Un
documento di oltre 100 pagine varato dalla Conferenza Stato-Regioni descrivono le nuove linee di indirizzo per l’attività fisica: si prescrivono con ogni dettaglio le “dosi” di attività fisica per ogni fascia d’età, per genere, per patologia al fine di mantenere lo stato di salute e di benessere per rimettere in moto la popolazione nella fase post pandemica”.
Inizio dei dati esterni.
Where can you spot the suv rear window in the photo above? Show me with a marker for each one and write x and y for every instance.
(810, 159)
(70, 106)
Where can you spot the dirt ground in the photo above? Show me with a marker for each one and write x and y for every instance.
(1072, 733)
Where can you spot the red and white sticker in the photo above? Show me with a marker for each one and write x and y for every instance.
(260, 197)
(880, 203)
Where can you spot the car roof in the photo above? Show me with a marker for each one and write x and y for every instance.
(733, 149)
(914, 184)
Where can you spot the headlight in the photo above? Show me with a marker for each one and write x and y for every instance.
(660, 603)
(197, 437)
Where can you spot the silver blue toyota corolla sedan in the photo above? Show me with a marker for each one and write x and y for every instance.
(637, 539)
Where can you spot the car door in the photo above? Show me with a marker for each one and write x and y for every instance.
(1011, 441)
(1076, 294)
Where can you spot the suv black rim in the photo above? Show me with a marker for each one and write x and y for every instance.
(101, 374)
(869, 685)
Infatti, si raccomandano per gli adulti un minimo tra i 150 e i 300 minuti di attività fisica a settimana, per i bimbi l’optimum dovrebbero essere 3 ore al giorno. Tra gli 1 e i 4 anni massimo 1 ora davanti allo schermo. Ma l’attività è consigliata anche per le donne in gravidanza, anziani e persone affette da patologie come diabete e neoplasie, per gli anziani lo standard dovrebbe essere tra i 150 e i 300 minuti a settimana, per le donne in gravidanza si raccomanda uno stile di vita attivo attraverso la pratica (camminare, ginnastica dolce e in generale senza sforzi eccessivi) minima di 150 minuti a settimana, infine si forniscono ulteriori indicazioni anche per chi ha specifiche patologie come diabete, malattie cardio-cerebrovascolari, neoplasie, malattie respiratorie.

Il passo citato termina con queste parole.